Ainda, para além do argumento acima ventilado, de afronta à garantia da não autoincriminação, entendemos que o art. 305 do Código de Trânsito se equivale à imposição do agente no local do acidente para garantir quase que exclusivamente a responsabilidade civil, nos casos de dano (leia-se: dívida), afrontando, também, o artigo 5º, LXVII, da Constituição Federal, que proíbe prisão por dívida, salvo nos casos de pensão alimentícia e depositário infiel[8], bem como o art. 7°, §7°, do Pacto de São José da Costa Rica, ainda mais restrito.
Esse raciocínio se deve ao fato de que o dispositivo legal em análise possui aplicação apenas nos casos de acidente de trânsito “sem vítima”. Ora, se a fuga do local do acidente ocorrer após a prática de lesão corporal culposa ou homicídio culposo, o agente já será mais severamente punido pela existência de circunstância majorante (§1° dos artigos 302 e 303). Há, ainda, o crime autônomo de omissão de socorro (art. 304) e o crime de inovação artificiosa (art. 312). Todos esses dispositivos aplicam-se nos casos de acidentes “com vítima”, sendo plenamente justificável a tutela penal. Aliás, registre-se, para estas situações, há o incentivo legal da não imposição de prisão em flagrante (art. 301).
Dessa forma, a inferência lógica decorrente do tirocínio acima posto, extraído a partir de uma leitura conglobante do Código de Trânsito, aliado à experiência proporcionada pelo cotidiano, nos mostra que o restrito âmbito de aplicação do artigo 305 tem o escopo punir a fuga destinada a evitar a responsabilização civil por danos[9].
E, ainda que seja questionável o aspecto moral da conduta daquele que foge do local do acidente para evitar sua responsabilidade civil – atitude que, a toda evidência, não é compatível com a construção de uma sociedade justa e solidária –, não podemos olvidar que a fuga do local do acidente sem vítima pode ser objeto de tutela por outros âmbitos do Direito, suficientes para tutelar os interesses em questão.
Notas
[1] STF. Pleno. RE 971959, Rel. Luiz Fux, j. 14/11/2018.
[2] Nesse sentido: TJRS, Incidente de Inconstitucionalidade 70047947478; TJSP, Arguição de Inconstitucionalidade nº 990.10.159020-4; TJMG, Arguição de Inconstitucionalidade 1.0000.07.456021-0/000; TJSC, Arguição de Inconstitucionalidade em Apelação Criminal 2009.026222-9/001.00; TRF4, Arguição de Inconstitucionalidade 0004934- 66.2011.404.0000.
[3] Sinônimos: nemo tenetur se ipsum accusare ou nemo tenetur se ipsum prodere.

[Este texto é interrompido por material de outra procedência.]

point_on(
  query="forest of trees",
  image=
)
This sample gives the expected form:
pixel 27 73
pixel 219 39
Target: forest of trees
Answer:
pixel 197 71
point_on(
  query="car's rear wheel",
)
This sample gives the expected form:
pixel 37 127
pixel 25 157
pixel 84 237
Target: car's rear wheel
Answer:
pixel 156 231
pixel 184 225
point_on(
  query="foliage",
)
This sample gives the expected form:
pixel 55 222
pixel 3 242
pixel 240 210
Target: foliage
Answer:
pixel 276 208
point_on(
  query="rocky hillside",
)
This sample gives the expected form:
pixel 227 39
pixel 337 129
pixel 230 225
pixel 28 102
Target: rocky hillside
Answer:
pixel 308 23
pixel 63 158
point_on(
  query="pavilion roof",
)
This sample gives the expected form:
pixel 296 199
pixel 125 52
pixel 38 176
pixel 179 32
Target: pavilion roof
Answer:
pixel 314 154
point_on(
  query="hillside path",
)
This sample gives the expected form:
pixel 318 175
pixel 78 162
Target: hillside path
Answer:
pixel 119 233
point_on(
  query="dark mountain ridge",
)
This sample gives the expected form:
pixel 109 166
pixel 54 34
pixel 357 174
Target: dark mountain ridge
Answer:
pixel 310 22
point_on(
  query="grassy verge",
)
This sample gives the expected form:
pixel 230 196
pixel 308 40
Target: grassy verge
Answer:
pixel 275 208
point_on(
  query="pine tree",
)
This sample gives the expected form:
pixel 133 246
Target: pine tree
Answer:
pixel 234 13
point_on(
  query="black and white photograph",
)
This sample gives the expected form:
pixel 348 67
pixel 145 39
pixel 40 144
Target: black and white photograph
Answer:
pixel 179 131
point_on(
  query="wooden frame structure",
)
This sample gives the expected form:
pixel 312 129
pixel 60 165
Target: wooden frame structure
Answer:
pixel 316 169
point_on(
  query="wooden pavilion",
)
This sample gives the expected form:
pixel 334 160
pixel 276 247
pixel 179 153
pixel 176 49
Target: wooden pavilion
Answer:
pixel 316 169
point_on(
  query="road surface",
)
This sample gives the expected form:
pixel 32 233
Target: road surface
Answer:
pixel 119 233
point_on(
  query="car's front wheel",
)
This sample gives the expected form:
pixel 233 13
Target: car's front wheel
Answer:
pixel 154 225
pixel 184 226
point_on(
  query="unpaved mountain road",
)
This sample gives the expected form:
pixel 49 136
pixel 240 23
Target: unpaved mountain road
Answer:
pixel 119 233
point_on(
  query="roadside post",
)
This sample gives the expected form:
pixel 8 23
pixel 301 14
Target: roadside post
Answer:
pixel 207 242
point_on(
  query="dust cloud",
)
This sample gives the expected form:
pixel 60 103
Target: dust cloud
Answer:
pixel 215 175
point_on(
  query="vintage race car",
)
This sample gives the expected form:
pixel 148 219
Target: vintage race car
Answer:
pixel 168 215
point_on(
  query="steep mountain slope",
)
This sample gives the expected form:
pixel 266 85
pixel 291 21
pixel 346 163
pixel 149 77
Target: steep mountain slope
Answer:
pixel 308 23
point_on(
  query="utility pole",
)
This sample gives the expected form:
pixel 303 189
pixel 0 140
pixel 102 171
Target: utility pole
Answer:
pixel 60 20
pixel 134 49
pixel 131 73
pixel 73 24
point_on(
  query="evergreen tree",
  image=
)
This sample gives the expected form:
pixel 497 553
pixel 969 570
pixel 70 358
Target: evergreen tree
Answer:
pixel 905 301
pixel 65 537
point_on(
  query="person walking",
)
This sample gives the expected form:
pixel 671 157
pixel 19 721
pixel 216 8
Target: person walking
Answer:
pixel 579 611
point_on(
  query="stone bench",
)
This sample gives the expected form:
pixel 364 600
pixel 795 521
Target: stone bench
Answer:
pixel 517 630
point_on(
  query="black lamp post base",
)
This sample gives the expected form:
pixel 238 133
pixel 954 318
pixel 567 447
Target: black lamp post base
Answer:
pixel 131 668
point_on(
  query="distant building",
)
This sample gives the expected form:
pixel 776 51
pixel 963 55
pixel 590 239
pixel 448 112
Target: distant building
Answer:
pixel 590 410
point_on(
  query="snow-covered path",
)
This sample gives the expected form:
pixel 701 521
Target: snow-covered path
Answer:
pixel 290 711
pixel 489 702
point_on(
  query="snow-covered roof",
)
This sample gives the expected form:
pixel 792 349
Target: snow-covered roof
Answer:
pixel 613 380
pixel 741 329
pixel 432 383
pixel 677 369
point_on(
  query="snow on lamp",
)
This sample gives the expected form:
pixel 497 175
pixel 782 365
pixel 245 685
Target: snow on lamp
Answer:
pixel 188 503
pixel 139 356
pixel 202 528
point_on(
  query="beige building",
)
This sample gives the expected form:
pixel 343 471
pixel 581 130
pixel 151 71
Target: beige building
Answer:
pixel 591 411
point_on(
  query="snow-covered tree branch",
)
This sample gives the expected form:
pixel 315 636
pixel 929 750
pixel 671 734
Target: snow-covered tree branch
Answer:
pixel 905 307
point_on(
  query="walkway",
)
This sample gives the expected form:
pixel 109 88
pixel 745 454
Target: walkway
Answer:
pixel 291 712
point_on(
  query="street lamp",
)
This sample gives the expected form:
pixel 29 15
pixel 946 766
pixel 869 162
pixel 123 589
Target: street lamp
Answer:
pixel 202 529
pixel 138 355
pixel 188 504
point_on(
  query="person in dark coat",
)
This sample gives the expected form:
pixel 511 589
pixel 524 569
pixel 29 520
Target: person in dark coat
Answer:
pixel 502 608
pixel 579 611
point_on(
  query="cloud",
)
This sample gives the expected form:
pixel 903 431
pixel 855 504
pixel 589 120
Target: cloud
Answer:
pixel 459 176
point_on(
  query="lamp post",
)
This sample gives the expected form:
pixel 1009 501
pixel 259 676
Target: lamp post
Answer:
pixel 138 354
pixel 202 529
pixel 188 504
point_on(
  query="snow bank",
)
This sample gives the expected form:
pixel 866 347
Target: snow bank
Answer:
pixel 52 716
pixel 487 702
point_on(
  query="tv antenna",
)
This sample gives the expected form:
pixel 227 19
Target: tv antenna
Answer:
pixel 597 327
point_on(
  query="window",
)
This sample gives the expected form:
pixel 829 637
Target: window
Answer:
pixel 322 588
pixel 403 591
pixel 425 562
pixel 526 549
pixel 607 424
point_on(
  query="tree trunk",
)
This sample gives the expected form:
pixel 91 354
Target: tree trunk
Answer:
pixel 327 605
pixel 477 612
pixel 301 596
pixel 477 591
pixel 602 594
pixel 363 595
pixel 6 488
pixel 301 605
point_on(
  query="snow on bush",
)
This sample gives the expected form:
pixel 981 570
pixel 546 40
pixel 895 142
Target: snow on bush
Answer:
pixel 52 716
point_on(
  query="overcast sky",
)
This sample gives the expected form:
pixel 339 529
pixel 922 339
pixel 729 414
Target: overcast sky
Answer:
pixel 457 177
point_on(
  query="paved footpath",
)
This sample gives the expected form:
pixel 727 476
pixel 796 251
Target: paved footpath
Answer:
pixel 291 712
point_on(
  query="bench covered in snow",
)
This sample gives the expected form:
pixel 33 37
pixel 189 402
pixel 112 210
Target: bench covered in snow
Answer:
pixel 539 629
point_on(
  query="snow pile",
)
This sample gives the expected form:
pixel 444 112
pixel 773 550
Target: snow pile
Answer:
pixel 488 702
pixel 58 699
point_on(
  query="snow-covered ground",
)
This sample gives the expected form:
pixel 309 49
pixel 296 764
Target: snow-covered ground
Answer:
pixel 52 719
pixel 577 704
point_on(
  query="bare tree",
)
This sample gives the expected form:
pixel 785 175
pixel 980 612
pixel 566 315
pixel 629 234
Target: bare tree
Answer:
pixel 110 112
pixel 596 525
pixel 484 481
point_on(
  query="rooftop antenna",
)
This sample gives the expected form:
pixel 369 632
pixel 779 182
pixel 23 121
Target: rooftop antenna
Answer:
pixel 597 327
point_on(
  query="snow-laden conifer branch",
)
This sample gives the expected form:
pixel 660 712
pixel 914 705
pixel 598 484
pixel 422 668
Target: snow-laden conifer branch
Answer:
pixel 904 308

[4] Guilherme de Souza Nucci; Damásio Evangelista de Jesus; Cláudia Barros Portocarrero; Ariosvaldo de Campos Pires; Sheila Jorge Selim Sales.
[5] NUCCI, Guilherme de Souza. Leis Penais e Processuais Penais Comentadas. 10ª Ed. Vol 2, Rio de Janeiro: Forense, 2017, p. 1015.
[6] CABETTE, Eduardo Luiz Santos. A inconstitucionalidade do artigo 305 do Código de Trânsito Brasileiro. Disponível em: https://eduardocabette.jusbrasil.com.br/artigos/258222819/a-inconstitucionalidade-do-artigo-305-do-codigo-de-transito-brasileiro. Acessado em 21/11/2018.
[7] TJSC, Argüição de Inconstitucionalidade em Apelação Criminal 2009.026222-9, de Forquilhinha, rel. Des. Salete Silva Sommariva, j. 01-06-2011
[8] Atente-se para o fato de que o STF, no julgamento do RE 349703 e do RE 466343, que discutiam a prisão civil de alienante fiduciário infiel, decidiu por estender a proibição de prisão civil por dívida, prevista no artigo 5°, inciso LXVII, da Constituição Federal, às hipóteses de infidelidade no depósito de bens e alienação fiduciária. Assim, a prisão civil por dívida é aplicável apenas ao responsável pelo inadimplemento voluntário e inescusável de obrigação alimentícia.
[9] Dano que terá apenas consequências cíveis, já que não existe crime culposo de dano.